The Dao of Despair and Hope

Rembrandt studio, woman walking to the left
Studio of Rembrandt van Rijn, Beggar Walking to the Left, Rosenwald Collection

The election of a racist, misogynist, narcissist as president has shaken to my core.

Knowing that one half my fellow Americans think it’s okay for a man who shamed a handicapped reporter from the stage to be president earns my contempt for them.

There is no place to run and hide. A wave of far-right narrowly nationalist fervor is sweeping the planet, from India to England.

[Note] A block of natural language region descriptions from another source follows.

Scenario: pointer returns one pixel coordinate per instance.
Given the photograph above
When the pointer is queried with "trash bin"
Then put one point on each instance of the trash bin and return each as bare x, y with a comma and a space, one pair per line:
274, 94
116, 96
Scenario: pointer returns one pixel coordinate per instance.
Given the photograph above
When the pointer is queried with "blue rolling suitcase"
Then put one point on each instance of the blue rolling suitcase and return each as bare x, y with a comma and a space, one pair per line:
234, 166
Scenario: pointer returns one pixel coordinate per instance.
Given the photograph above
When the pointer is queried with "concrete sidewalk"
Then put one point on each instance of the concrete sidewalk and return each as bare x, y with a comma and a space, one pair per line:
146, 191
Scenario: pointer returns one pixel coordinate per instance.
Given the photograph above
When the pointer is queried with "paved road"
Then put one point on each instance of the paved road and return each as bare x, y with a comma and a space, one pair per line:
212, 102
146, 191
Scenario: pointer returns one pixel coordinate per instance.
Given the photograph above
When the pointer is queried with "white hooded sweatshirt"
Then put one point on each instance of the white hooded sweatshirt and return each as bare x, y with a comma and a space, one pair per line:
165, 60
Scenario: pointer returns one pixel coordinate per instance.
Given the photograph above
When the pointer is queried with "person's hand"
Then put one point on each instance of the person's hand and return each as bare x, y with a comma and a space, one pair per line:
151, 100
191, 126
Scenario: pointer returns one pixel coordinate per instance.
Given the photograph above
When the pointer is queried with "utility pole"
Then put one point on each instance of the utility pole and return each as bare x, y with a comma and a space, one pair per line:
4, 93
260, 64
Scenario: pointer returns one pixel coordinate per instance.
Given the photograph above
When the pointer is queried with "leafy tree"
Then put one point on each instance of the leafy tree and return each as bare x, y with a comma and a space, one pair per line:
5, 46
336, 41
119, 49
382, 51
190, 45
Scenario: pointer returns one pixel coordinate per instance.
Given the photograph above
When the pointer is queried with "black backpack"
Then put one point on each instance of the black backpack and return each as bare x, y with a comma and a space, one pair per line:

When I started this blog, I was inspired with a sense of purpose and energy for how to spend my retirement: I would find a home with a yard appropriate for me and a Doberman. I would participate in training to the highest level of excellence possible for the animal and me.

A simple plan for a total life change.

Then, whoosh, despair for the future of our great Republic swamped me — despair that so many people choose to put illusions of self-benefit above civility, the Constitution, compassion, and the law.

One person suggested that I need therapy. I think not.

Swamplands of the Soul: New Life in Dismal Places (Studies in Jungian Psychology by Jungian Analysts)

“The ultimate purpose of psychotherapy is not so much the archaeology exploration of infantile sentiments as it is learning gradually and with much effort to accept your own limits and to carry the weight of suffering on our own shoulders for the rest of our lives. Psychological work, instead of providing liberation from the causes of serious discomfort, increases it, teaching the patient to become adult and, for the first time in [her] life actively face the feeling of being alone with [her] pain and abandoned by the world” in Swamplands of the Soul, Hollis, a Jungian, quoting Carotenuto (The Difficult Art), p. 15.

After a certain age — and a certain age (often posited as post-50) is barely a shadow in the rear view mirror of life — and a certain amount of counseling and spiritual seeking, therapy is only a way of escaping the difficult realization that I am all I have.Oddly, I find these ostensibly cheerless words comforting. I even find a glimmer of hope and renewed purpose in them.

Figure walking, from back, Vuillard
Edouard Vuillard, Walking Figure Seen from Behind, c. 1894, Gift of Benjamin and Lillian Hertzberg

“We shall not cease from exploration
And the end of all our exploring
Will be to arrive where we started
And know the place for the first time.”

TS Eliot, Little Gidding, the last of The Four Quartets (http://www.coldbacon.com/poems/fq.html)

I was greatly influenced by The Quartets, a meditation on time, often as an undergraduate at New York University back in the days when Bob Dylan sightings at local cafes often turned out to be true. I listened to Eliot intone the words in a flat, gravely voice, on the now archaic invention of a long-playing album.

After decades of exploration, I cannot say that I know this place in life — despair — at all. I can say my current despair is a situational adjustment issue, as a therapist would frame it, and not the inner angst of youth that goaded my early consultations of this poem.

Woman working in garden, Pissarro
Camille Pissarro (French, 1830 – 1903 ), Woman Working in a Garden, Ailsa Mellon Bruce Collection

A Sufi notion suggests sometimes we are in the garden where life pleases us, and sometimes we are in the fire, where we are tested. Both are places where inner lessons may be learned.

TS Eliot reached the same idea in the final lines of The Quartets:

“And all shall be well and
All manner of thing shall be well
When the tongues of flames are in-folded
Into the crowned knot of fire
And the fire and the rose are one.”

In such stoic acceptance of reality, I find hope.